1⁄4 cup tahini (sesame seed paste)
1⁄4 cup granulated sugar substitute
8 ounces good-quality 70% bittersweet chocolate

Stir the tahini and its oil together in the jar, in case it has separated. In a medium bowl, place the tahini and stir until smooth.

In a small bowl, stir the sugar substitute in 2 teaspoons water until dissolved. Stir this mixture into the tahini and mix thoroughly.

Coarsely chop the chocolate and put in the top of a double boiler. Set the top over simmering water, making sure the bottom of the double boiler doesn’t touch the water. Pour all but 1 tablespoon of the sweetened tahini into the top of the double boiler with the chocolate. Stir until the chocolate is melted and the tahini has been thoroughly incorporated. Remove from the heat.

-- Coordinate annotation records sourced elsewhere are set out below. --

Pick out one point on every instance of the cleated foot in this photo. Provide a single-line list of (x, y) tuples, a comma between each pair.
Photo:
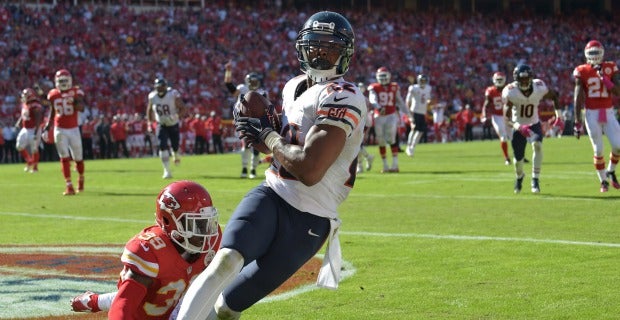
[(518, 185), (535, 185), (69, 191), (369, 161), (85, 302), (614, 181)]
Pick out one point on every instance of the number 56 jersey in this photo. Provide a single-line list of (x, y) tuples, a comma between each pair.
[(151, 253)]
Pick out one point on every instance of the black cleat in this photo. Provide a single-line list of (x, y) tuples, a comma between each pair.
[(535, 185), (518, 184)]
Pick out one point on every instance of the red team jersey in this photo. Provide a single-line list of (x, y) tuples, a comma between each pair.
[(596, 94), (65, 115), (28, 110), (151, 253), (495, 95), (386, 96)]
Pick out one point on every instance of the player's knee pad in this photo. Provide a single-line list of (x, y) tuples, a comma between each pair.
[(230, 259), (223, 312), (537, 145)]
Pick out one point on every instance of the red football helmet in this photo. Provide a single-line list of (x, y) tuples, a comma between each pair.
[(499, 79), (29, 95), (63, 80), (185, 212), (383, 76), (594, 52)]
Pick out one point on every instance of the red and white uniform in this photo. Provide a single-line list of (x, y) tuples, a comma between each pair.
[(136, 130), (599, 111), (66, 131), (494, 95), (151, 253), (386, 100), (27, 137)]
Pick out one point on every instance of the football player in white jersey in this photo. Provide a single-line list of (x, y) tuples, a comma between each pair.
[(282, 223), (166, 107), (521, 99), (417, 100), (252, 82)]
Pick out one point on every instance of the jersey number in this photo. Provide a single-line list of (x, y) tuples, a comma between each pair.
[(595, 89), (162, 109), (526, 111), (386, 98), (64, 106)]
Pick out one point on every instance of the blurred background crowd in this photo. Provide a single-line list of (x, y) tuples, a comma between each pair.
[(115, 51)]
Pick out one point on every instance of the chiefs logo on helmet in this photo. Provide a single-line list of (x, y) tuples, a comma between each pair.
[(168, 202)]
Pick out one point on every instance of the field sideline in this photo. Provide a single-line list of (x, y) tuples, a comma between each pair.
[(445, 238)]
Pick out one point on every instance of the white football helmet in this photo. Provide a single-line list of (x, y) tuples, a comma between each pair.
[(63, 80), (383, 76), (594, 52), (499, 79)]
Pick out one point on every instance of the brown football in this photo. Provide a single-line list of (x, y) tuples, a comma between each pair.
[(253, 105)]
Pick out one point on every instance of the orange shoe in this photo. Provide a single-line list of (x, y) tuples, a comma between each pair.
[(85, 302), (69, 191), (81, 184)]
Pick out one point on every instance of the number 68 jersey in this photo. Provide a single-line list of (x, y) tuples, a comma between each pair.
[(524, 108), (151, 253), (165, 108), (336, 103)]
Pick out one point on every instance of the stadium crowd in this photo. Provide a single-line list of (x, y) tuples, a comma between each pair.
[(115, 52)]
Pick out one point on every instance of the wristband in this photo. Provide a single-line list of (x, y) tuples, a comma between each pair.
[(231, 87), (607, 82), (272, 139)]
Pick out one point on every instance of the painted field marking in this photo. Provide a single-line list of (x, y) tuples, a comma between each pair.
[(358, 233)]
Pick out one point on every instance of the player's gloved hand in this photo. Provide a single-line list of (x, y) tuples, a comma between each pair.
[(607, 82), (578, 129), (524, 129), (253, 130)]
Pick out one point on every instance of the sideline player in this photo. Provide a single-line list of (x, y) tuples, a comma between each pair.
[(521, 99), (493, 109), (166, 107), (66, 102), (161, 260), (29, 137), (417, 100), (252, 83), (282, 223), (595, 81), (386, 99)]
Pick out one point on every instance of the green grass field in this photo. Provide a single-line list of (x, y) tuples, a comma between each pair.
[(445, 238)]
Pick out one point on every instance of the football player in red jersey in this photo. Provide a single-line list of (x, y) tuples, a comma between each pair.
[(595, 81), (66, 101), (29, 136), (161, 260), (493, 109), (385, 96)]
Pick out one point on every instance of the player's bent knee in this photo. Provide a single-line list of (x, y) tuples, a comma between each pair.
[(230, 260), (223, 312)]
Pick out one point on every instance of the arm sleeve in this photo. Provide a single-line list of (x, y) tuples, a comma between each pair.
[(127, 302), (231, 87)]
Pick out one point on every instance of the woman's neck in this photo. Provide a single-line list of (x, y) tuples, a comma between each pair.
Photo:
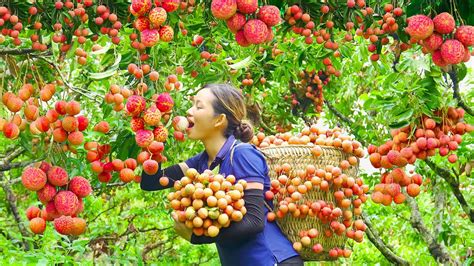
[(213, 145)]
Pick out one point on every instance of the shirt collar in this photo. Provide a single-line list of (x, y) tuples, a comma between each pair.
[(225, 149)]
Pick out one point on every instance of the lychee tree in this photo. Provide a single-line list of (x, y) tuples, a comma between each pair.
[(72, 71)]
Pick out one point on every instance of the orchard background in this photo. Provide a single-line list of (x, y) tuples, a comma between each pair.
[(352, 64)]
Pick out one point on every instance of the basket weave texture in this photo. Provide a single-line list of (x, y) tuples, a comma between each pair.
[(299, 156)]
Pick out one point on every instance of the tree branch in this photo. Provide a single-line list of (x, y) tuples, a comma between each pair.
[(337, 113), (374, 237), (12, 202), (437, 250), (454, 184), (454, 77)]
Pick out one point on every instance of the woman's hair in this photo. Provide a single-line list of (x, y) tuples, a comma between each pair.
[(229, 101)]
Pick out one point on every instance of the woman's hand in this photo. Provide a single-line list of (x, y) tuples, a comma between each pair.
[(181, 229)]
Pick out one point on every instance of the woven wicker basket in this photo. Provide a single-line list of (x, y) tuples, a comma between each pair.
[(299, 156)]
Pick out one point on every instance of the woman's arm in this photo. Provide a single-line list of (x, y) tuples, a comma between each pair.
[(174, 172)]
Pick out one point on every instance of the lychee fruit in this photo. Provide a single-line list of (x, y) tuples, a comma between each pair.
[(270, 15), (150, 37), (152, 116), (164, 102), (63, 225), (37, 225), (444, 23), (57, 176), (66, 202), (223, 9), (157, 16), (419, 27), (433, 42), (247, 6), (141, 7), (170, 5), (80, 186), (137, 123), (135, 105), (452, 51), (160, 133), (32, 212), (144, 137), (33, 178), (75, 138), (102, 126), (70, 123), (465, 34), (47, 193), (141, 24), (255, 31)]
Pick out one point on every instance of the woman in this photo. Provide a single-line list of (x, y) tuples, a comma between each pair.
[(216, 119)]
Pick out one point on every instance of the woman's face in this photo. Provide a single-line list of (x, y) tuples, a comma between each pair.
[(203, 123)]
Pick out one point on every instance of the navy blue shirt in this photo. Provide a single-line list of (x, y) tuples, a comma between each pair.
[(267, 247)]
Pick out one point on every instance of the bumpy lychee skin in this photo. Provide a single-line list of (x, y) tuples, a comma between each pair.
[(57, 176), (152, 116), (160, 133), (144, 137), (452, 51), (33, 212), (236, 22), (150, 37), (47, 193), (141, 6), (247, 6), (444, 23), (420, 27), (170, 5), (80, 186), (241, 40), (64, 225), (137, 123), (223, 9), (141, 24), (33, 178), (157, 16), (433, 42), (465, 34), (66, 202), (270, 15), (255, 31), (438, 59), (37, 225), (166, 33), (164, 102), (135, 105)]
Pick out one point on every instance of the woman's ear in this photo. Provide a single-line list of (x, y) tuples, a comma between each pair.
[(221, 120)]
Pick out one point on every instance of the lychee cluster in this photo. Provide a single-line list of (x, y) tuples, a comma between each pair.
[(150, 21), (61, 197), (101, 164), (250, 23), (26, 98), (417, 141), (435, 35), (207, 202)]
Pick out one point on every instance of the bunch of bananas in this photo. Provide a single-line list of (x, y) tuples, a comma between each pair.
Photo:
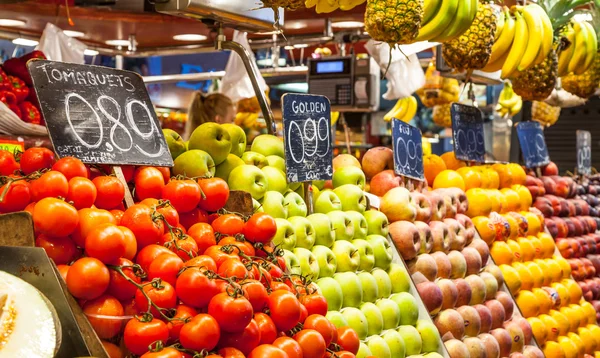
[(523, 41), (509, 103), (445, 20), (580, 55), (405, 109), (327, 6)]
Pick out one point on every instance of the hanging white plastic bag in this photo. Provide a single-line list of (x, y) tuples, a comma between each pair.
[(236, 82), (59, 47)]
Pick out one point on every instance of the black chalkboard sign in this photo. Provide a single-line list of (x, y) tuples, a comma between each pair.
[(467, 132), (408, 150), (584, 152), (99, 114), (533, 144), (307, 137)]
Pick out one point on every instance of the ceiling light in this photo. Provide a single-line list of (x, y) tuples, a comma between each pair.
[(189, 37), (25, 42), (11, 22), (72, 33), (348, 24)]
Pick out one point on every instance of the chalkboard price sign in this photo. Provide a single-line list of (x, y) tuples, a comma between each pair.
[(408, 150), (533, 144), (307, 137), (467, 132), (584, 152), (99, 114)]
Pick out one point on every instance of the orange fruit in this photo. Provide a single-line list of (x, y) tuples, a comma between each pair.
[(451, 162), (448, 179), (432, 166)]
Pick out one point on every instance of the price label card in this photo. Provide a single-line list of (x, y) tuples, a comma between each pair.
[(533, 144), (99, 114), (307, 137), (408, 150), (467, 133), (584, 152)]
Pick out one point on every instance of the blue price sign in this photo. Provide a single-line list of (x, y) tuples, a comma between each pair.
[(467, 133), (533, 144), (408, 150)]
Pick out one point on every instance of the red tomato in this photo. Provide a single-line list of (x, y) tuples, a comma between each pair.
[(34, 159), (216, 194), (17, 197), (202, 332), (139, 335), (184, 195), (88, 278), (61, 250), (285, 309), (51, 184), (104, 305), (54, 217), (232, 313), (260, 227), (111, 192), (71, 167), (82, 192), (106, 243)]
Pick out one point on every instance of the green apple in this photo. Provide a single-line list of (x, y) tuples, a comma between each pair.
[(174, 142), (349, 175), (429, 336), (267, 144), (374, 317), (352, 198), (327, 201), (342, 225), (400, 278), (332, 291), (194, 163), (369, 285), (326, 259), (295, 204), (256, 159), (285, 237), (384, 283), (250, 179), (365, 251), (377, 223), (324, 233), (308, 263), (412, 339), (238, 138), (395, 343), (274, 203), (409, 310), (359, 222), (347, 256), (305, 233), (225, 168), (351, 287), (212, 138), (390, 312), (291, 262), (356, 320), (337, 318), (382, 251)]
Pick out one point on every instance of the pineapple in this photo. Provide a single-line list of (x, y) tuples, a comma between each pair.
[(393, 21), (472, 49)]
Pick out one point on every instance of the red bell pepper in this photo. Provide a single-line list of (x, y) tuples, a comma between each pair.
[(20, 89), (29, 113)]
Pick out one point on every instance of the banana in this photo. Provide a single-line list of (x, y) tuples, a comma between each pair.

Spoon the chocolate mixture into twenty-four 1” fluted paper candy cups. Let cool for 5 minutes. To decorate the candies, dip the tip of a toothpick into the remaining tablespoon of sweetened tahini and swirl it into the tops of the candies. Refrigerate until set. Store, covered and refrigerated, for up to 1 week.

Makes 24 (data is per candy)

nutritionist’s note: Most low-carb chocolates on the market are filled with sugar alcohols that can wreak havoc on your stomach. These chocolate cups have nothing but great taste.